The three-judge panel’s ruling in March (which was on a 2-to-1 vote) noted that the university might well win the case in a full trial. The decision said that Emeldi’s theories were based on “ample circumstantial evidence” of causation between her complaints and the subsequent rebuffs she received from faculty members.
But it went on to say that the university had evidence – backed by e-mail trails – to back its version of events. Further, the decision said that some of Emeldi’s statement had been “inconsistent,” and that she had admitted in a deposition that some of her thoughts on the case amounted to her “speculating.” Still, however, the two judges in that majority decision said that there was enough evidence from Emeldi to justify letting a jury decide.
In Wednesday’s dissent, the seven justices who wanted to hear the case said that keeping the lawsuit alive “jeopardizes academic freedom by making it far too easy for students to bring retaliation claims against their professors. Plaintiffs will now cite Emeldi in droves to fight off summary judgment: We may not have any evidence, but it’s enough under Emeldi. Defendants will go straight to trial or their checkbooks — because summary judgment will be out of reach in the Ninth Circuit.”
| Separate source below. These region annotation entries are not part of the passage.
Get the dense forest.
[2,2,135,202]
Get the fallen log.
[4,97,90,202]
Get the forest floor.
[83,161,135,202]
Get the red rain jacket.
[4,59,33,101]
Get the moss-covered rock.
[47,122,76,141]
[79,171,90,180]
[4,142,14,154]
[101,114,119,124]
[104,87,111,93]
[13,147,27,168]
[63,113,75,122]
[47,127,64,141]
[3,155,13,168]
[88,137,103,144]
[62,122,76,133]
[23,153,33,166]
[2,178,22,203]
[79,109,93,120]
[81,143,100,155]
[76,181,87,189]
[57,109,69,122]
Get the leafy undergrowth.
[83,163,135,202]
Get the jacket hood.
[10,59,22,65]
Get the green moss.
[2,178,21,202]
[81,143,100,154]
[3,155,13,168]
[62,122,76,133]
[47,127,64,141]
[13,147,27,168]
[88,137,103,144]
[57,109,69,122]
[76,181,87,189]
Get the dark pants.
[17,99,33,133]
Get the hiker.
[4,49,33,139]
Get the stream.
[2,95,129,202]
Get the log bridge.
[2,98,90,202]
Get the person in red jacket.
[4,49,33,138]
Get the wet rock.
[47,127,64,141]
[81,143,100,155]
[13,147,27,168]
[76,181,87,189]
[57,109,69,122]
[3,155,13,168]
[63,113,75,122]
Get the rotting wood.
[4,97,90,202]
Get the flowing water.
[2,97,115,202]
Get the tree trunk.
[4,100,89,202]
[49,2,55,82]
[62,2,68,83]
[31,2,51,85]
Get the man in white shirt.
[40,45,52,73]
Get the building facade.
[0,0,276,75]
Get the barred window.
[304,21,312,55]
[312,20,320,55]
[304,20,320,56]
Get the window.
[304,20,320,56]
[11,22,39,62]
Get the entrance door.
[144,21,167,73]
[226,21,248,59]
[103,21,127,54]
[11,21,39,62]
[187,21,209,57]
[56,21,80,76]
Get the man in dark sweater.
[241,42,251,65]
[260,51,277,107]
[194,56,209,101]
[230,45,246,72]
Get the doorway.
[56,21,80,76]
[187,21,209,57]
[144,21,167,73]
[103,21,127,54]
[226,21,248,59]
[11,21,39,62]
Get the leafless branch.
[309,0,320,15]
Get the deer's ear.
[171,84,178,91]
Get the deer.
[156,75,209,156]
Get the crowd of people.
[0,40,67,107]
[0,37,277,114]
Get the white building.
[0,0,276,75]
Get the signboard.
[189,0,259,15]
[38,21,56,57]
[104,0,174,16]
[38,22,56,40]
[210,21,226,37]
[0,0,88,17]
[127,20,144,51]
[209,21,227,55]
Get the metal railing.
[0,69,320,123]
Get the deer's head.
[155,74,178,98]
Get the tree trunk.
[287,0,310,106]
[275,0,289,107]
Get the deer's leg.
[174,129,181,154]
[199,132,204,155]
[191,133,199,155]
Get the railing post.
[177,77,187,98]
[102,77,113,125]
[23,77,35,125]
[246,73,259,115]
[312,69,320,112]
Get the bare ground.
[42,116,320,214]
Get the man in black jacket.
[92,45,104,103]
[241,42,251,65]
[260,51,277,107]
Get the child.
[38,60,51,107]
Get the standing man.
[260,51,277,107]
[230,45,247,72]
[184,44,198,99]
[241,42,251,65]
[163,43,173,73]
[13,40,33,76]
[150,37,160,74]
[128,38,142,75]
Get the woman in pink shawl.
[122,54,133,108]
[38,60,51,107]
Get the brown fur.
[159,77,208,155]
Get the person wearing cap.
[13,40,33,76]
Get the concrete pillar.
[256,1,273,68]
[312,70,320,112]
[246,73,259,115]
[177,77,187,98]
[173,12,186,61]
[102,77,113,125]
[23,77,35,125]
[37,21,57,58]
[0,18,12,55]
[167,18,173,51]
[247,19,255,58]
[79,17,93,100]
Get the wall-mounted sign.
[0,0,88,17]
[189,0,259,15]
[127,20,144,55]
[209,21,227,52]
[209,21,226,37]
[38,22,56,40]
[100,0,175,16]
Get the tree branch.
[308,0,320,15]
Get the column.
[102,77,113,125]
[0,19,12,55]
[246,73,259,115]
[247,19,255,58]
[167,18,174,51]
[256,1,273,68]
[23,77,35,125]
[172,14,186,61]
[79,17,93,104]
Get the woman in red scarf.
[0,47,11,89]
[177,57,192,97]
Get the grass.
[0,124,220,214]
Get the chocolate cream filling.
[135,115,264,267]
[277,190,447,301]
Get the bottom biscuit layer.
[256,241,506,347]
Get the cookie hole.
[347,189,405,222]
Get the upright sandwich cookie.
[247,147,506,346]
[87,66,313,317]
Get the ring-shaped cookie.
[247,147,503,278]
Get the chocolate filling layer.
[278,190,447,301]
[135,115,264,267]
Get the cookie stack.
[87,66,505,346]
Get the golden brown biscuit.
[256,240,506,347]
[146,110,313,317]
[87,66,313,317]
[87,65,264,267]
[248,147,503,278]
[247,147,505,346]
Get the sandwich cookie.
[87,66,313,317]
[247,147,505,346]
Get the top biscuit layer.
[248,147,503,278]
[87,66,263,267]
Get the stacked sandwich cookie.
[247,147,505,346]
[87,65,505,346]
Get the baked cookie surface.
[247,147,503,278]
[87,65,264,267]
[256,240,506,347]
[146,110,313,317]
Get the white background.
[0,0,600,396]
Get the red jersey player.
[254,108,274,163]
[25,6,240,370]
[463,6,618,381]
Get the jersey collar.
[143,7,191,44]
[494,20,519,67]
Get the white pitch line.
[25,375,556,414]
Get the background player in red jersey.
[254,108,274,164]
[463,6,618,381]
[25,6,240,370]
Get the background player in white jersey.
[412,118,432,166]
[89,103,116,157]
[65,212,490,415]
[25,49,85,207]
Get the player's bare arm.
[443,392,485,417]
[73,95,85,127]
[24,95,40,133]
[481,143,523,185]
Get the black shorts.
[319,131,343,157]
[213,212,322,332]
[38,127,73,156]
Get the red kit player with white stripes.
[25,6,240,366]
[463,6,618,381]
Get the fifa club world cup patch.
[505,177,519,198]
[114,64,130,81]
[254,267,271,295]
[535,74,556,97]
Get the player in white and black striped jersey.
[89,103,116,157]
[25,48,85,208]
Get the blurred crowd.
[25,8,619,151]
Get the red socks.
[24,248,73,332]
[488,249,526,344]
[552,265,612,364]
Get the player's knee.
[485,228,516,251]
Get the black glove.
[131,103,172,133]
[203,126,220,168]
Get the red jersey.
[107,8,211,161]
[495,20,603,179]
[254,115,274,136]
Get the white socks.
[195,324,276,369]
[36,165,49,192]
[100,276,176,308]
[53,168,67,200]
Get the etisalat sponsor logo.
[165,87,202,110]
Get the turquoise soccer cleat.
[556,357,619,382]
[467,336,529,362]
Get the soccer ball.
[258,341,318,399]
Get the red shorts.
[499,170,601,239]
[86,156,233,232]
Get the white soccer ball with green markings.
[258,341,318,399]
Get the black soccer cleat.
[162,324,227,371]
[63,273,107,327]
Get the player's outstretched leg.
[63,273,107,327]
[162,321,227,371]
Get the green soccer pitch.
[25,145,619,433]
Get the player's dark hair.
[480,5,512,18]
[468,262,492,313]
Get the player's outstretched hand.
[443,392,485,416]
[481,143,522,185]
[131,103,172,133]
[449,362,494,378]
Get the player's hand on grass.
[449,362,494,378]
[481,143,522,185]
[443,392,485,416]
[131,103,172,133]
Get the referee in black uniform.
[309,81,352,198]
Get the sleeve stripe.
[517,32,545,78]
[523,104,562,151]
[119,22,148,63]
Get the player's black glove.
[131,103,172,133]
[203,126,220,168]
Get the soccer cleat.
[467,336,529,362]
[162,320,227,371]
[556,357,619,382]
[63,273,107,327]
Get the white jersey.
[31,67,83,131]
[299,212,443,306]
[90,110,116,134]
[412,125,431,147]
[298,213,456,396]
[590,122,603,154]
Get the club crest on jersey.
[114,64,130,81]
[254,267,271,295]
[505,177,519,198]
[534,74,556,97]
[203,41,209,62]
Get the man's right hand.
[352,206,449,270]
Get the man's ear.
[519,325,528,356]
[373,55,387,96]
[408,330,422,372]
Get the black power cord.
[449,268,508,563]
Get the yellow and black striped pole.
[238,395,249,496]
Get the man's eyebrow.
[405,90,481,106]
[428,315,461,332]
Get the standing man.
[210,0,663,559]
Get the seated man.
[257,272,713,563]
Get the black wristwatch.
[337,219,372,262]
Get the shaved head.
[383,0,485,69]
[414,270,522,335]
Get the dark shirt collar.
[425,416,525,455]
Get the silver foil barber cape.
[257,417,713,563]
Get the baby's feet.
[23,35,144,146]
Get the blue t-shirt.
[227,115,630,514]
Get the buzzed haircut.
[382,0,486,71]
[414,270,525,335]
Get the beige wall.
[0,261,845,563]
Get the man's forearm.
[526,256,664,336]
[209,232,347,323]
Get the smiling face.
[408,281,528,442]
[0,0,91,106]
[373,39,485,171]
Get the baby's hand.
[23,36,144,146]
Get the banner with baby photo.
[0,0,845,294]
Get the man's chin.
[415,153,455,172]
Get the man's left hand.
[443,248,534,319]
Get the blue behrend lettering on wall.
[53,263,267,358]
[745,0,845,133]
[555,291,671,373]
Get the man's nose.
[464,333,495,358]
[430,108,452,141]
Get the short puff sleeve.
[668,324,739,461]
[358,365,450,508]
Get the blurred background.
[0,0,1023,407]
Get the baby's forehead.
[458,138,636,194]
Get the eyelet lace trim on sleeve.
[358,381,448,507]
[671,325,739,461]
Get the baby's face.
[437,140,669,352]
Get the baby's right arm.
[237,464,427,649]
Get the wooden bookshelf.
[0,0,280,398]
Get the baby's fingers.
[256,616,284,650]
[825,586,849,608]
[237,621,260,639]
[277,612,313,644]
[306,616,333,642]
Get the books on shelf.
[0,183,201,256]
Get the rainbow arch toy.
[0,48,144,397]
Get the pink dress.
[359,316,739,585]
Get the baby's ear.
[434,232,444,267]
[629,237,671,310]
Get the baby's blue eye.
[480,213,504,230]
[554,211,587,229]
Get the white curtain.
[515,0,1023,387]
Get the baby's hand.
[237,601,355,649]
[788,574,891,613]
And the dissent said that the was particularly a problem in the context of graduate education.
“The relationship between professor and Ph.D. student requires both parties to engage in candid, searing analysis of each other and each other’s ideas. Methodology, philosophy and personality often lead to intractable disputes and, when they do, the professor must be free to walk away without fear of a frivolous discrimination suit,” the dissent says.
“[T]he panel overlooks the critical differences between academia and the outside world. It applies the law so loosely that one of the laxest interpretations of the pleading standard is now planted squarely in academia, just where the pleading standard should be highest,” the dissent adds. “If this ill-considered precedent stands, professors will have to think twice before giving honest evaluations of their students for fear that disgruntled students may haul them into court. This is a loss for professors and students and for society, which depends on their creative ferment.”
Ada Meloy, general counsel for the American Council on Education, said via e-mail that "I agree with the dissenters who object to proceeding to trial in this case, and agree that it will be very harmful if such attenuated cases in the graduate school context are forced to go to trial -- or to be settled."
The lawyer representing Emeldi did not respond to requests for comment. Randy Geller, general counsel of the University of Oregon, said via e-mail: "We will evaluate the decision, including the dissent signed by seven Ninth Circuit judges, and determine whether to seek additional appellate review."